Elijah réveilla sa femme d'une lente caresse sur la joue. Elle papillonna des paupières, les yeux encore embrumés de sommeil, et se redressa péniblement sur un coude.

- Qu'est-ce qu'y a, murmura-t-elle d'une petite voix pâteuse, on est arrivés ?

Son mari hésita à lui répondre « oui », bien que ce soit faux, pour l'aider à émerger plus vite mais décida finalement de privilégier un réveil en douceur.

- Pas encore, répondit-il sur un ton bas, mais il est l'heure d'aller dîner.

- Ne peut-on pas y aller plus tard ?

Elijah secoua la tête.

- Il n'y a que deux services, celui-ci est le dernier. Je t'ai laissé dormir autant que possible.

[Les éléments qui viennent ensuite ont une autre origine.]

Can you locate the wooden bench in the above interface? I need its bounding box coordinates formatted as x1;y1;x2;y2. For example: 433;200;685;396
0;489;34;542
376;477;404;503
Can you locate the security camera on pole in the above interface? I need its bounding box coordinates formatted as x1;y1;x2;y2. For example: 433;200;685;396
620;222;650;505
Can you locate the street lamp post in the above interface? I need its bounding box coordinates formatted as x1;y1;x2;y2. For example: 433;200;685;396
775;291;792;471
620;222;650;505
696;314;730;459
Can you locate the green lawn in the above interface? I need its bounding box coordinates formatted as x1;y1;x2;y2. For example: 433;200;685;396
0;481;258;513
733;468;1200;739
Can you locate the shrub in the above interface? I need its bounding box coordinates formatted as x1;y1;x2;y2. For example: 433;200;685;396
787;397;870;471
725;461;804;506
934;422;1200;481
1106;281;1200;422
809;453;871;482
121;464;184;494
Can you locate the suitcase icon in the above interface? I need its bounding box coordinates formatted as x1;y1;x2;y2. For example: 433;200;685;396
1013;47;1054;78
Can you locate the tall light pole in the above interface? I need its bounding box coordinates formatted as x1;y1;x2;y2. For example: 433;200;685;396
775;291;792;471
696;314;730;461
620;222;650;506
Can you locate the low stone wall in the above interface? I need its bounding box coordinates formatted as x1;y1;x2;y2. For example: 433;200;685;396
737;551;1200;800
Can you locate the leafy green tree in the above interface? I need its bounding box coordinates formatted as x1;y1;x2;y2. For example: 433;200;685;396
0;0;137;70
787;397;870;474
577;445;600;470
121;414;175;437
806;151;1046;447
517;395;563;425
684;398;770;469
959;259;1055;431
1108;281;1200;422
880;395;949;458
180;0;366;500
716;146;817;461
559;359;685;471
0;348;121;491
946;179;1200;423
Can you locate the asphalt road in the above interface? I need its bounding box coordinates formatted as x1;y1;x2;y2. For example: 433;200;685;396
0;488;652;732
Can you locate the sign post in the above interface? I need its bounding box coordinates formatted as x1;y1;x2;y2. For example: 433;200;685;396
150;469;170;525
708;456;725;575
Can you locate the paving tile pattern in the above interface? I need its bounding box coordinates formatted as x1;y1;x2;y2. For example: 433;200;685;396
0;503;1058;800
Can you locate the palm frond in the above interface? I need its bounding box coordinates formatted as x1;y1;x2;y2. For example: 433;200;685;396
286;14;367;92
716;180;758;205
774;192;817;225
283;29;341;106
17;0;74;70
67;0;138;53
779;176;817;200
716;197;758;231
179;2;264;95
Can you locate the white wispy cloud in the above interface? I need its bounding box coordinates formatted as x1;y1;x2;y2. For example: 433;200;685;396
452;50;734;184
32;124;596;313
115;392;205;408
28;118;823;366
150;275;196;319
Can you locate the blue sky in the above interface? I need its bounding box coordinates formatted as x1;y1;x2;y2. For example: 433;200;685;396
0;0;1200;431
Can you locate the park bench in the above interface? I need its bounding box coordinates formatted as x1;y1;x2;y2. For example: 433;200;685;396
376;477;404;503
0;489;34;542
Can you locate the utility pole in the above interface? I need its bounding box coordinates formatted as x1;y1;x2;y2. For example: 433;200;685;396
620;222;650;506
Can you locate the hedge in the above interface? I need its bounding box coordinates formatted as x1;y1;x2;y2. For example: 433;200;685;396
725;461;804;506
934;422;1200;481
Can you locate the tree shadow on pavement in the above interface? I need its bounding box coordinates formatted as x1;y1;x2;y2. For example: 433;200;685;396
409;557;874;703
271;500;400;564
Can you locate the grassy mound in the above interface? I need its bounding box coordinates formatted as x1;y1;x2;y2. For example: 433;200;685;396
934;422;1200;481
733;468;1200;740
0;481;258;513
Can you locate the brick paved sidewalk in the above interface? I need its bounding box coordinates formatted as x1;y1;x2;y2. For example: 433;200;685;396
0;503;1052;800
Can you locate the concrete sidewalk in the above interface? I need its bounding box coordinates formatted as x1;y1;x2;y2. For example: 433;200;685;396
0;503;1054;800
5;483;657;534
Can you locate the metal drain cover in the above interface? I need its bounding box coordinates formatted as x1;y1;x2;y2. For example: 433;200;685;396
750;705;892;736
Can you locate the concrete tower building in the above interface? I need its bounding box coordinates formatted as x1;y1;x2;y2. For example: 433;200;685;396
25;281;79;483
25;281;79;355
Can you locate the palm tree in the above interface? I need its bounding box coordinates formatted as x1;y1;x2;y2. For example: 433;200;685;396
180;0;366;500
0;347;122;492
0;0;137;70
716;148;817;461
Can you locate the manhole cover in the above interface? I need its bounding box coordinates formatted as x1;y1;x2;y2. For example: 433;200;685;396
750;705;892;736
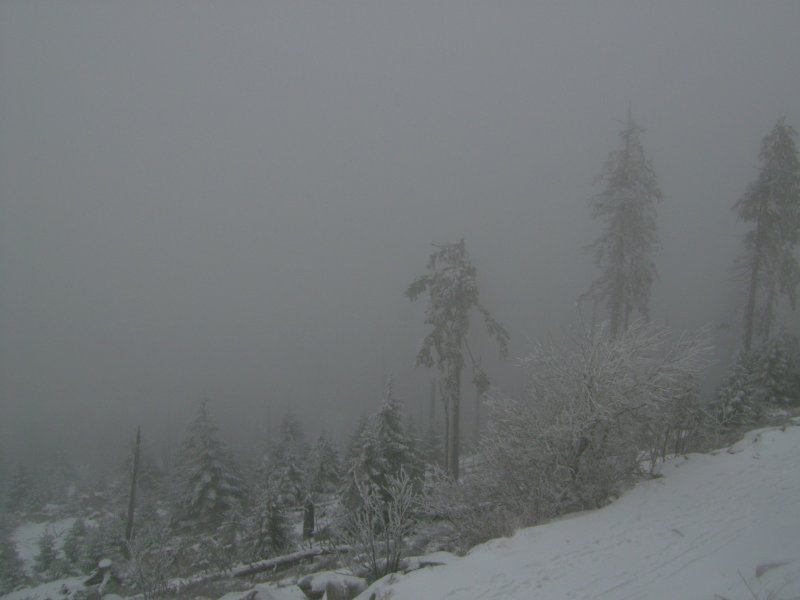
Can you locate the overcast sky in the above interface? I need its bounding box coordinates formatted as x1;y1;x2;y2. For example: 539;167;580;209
0;0;800;466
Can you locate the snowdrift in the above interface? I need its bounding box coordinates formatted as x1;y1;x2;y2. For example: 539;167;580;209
359;426;800;600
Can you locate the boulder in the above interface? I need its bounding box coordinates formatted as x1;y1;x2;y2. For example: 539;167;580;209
325;575;367;600
297;571;367;600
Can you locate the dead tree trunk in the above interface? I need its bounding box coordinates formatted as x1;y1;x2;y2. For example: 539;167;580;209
125;427;142;558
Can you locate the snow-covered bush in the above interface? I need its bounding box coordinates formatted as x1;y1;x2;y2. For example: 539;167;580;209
429;323;708;542
334;467;417;581
420;469;516;553
168;403;246;532
128;523;176;600
714;334;800;427
343;380;422;510
241;486;294;561
0;527;28;594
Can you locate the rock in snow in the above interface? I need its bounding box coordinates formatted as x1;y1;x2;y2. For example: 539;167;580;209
297;571;367;600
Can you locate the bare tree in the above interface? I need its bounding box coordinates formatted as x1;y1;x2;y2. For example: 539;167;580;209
406;239;509;479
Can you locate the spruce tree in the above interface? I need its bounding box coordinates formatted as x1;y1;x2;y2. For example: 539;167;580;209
173;402;245;530
268;411;309;506
344;379;423;508
310;433;342;494
34;529;58;574
734;118;800;352
6;464;34;512
375;379;422;487
406;239;509;479
584;110;662;338
244;486;292;561
0;531;28;594
63;519;88;568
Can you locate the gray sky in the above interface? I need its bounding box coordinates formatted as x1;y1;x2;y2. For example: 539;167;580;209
0;0;800;464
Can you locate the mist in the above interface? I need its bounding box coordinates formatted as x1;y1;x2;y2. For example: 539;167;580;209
0;1;800;474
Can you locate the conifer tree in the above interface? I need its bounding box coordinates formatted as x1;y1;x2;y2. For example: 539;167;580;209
6;464;34;512
268;411;309;506
64;519;88;567
584;109;662;338
406;239;509;479
311;433;342;494
173;402;246;530
34;529;58;573
375;378;422;487
344;379;422;508
734;118;800;352
0;531;27;594
245;486;292;560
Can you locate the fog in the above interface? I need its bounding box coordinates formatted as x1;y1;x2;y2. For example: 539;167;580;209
0;1;800;472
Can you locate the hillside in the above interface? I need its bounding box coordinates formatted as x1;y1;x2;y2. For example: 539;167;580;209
359;426;800;600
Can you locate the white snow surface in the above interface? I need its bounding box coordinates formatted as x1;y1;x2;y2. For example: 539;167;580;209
12;517;75;575
358;426;800;600
0;577;85;600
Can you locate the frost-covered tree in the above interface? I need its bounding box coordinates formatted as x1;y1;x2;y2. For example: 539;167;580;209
6;464;35;512
713;335;800;427
344;379;423;508
734;119;800;352
173;402;246;530
584;110;662;337
375;378;422;487
0;531;28;594
34;529;58;574
267;411;310;506
243;486;293;561
476;321;709;521
310;433;342;494
406;239;509;479
63;519;89;568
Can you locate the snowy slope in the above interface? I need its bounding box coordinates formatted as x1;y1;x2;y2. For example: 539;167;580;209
359;427;800;600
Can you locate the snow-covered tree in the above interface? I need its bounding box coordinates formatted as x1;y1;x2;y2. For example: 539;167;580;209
406;239;509;479
476;321;708;521
584;110;662;337
243;486;293;561
734;119;800;352
267;411;310;506
63;519;89;568
173;402;246;530
713;334;800;427
310;433;342;494
34;529;58;573
6;464;35;512
343;379;423;510
0;531;27;594
375;378;422;486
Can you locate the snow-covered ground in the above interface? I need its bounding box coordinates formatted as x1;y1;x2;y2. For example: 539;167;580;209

La jeune femme marmonna dans sa barbe en se redressant, bien à contrecœur, et batailla avec sa robe jusqu'à ce qu'Elijah lui vienne en aide, à sa demande. Dans le salon, elle retrouva Indy qui sauta autour d'elle, heureux de la retrouver après sa longue sieste. Elena eut du mal à lui mettre sa laisse car le chiot ne tenait pas en place. Elle y parvint tout de même et ils quittèrent leur cabine en direction de la salle à manger. Elijah choisit une table à l'écart pour préserver Elena, qui avait du mal à garder les yeux ouverts, du brouhaha incessant des autres passagers. La jeune femme aurait voulu rester au lit, elle qui dormait si bien...

- J'ai dormi combien de temps ?

- Quatre heures d'affilée ! Pour quelqu'un qui n'arrivait pas à fermer l'œil, tu m'as impressionné.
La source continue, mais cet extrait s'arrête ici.